Dans le n° 53-février 2015  -  Professeur Gilles Berrut  4494

Parler de " la personne âgée " est un cul de sac intellectuel

Professeur des Universités-Praticien Hospitalier au CHU de Nantes et président du Gérontopôle des Pays-de-Loire, le Professeur Gilles Berrut pointe les caractéristiques des populations fragilisées : hétérogénéité, pauvreté croissante, diminution de la solidarité intergénérationnelle. En conséquence, l'accompagnement doit se fonder sur la concertation dans les territoires, plus que les nouvelles technologies du domicile.

A l'aube de l'année 2015, quel bilan faites-vous de l'accompagnement des personnes âgées ?

Le temps s'accélère ! Ce qui était une prévision à long terme de l'accroissement démographique est désormais installé comme une réalité. Je compare souvent la transition démographique à la transition climatique et dans cette optique, la démographie a pris de l'avance. Ainsi l'arrivée des baby-boomers est une réalité et nous sommes en difficulté pour bien accueillir cette nouvelle génération de senior. Je suis inquiet sur notre capacité à maintenir le "vivre ensemble" à l'horizon 2030. Les chiffres annoncés dépassent l'entendement...

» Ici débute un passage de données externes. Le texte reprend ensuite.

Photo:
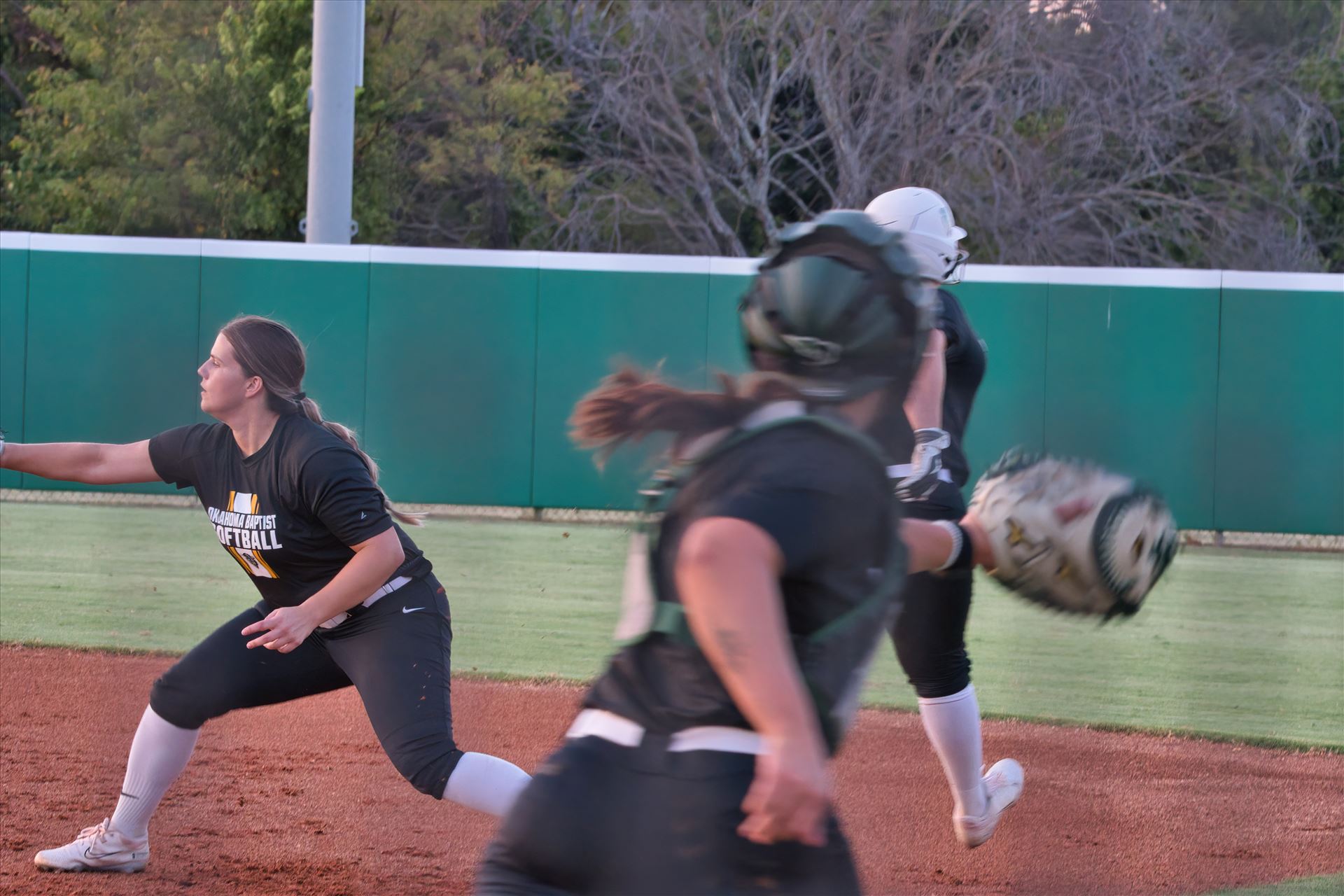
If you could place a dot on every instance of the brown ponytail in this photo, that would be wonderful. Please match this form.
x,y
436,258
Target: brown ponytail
x,y
632,405
270,349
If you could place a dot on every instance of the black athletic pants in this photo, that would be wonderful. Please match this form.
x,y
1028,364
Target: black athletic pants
x,y
930,629
396,653
640,821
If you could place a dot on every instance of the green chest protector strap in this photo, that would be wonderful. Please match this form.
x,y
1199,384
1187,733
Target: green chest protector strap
x,y
645,614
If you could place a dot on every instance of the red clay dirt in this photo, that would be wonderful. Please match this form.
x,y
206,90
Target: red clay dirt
x,y
302,799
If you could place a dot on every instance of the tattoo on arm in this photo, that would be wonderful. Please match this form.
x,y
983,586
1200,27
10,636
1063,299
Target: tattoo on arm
x,y
734,652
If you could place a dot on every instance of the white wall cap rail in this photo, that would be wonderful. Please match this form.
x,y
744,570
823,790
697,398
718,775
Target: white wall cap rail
x,y
1172,277
115,245
632,264
456,257
1280,282
1168,277
739,266
284,251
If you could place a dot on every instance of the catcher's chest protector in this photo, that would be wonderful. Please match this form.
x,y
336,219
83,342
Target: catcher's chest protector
x,y
834,659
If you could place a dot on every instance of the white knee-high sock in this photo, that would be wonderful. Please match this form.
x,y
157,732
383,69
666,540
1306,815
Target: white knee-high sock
x,y
953,729
158,755
487,783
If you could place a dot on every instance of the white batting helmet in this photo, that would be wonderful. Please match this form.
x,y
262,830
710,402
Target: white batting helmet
x,y
930,234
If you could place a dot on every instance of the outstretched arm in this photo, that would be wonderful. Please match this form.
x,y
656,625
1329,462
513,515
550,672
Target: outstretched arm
x,y
90,463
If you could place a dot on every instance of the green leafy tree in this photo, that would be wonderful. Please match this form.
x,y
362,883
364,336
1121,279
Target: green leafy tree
x,y
191,120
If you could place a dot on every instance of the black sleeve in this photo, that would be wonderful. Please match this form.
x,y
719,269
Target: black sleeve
x,y
337,489
813,505
953,323
174,453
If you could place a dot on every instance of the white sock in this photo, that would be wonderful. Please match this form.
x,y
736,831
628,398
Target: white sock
x,y
487,783
158,755
953,729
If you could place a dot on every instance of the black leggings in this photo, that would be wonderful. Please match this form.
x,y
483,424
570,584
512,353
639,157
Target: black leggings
x,y
640,821
396,653
930,630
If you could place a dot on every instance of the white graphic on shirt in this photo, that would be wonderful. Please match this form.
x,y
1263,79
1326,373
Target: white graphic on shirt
x,y
245,533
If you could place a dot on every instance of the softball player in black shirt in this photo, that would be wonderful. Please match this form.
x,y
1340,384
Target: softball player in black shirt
x,y
701,760
347,597
927,426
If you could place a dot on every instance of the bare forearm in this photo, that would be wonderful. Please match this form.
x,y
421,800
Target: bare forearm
x,y
929,546
365,574
76,463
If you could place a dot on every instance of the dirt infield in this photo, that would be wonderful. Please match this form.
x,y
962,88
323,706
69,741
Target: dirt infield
x,y
300,798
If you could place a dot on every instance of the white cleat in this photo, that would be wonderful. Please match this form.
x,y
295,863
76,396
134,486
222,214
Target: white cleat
x,y
99,848
1003,788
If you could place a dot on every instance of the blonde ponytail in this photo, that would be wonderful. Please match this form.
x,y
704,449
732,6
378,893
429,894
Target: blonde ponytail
x,y
309,409
632,405
270,349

Un autre point me fait réagir : il y a quelques années on a compris que les personnes âgées avaient de l'argent, qu'elles étaient potentiellement un vecteur économique, par la transmission de biens ou par la consommation. Ce qui me frappe aujourd'hui, c'est l'accroissement de la précarité voire de la pauvreté chez les personnes âgées. Les demandes d'aide sociale auprès des mairies ou des conseils généraux explosent. Auparavant, les enfants pouvaient payer le reste à charge ou prendre du temps pour assurer l'accompagnement. Compte tenu de la fragilité des classes moyennes (emploi rare, hausse de l'impôt...), cette souplesse intergénérationnelle et les marges de manoeuvre d'aide qui y sont liées, diminuent. En conséquence, on voit de plus souvent des femmes de 75 ans disposant d'une pension de réversion inférieure à 650 euros donc en grande difficulté.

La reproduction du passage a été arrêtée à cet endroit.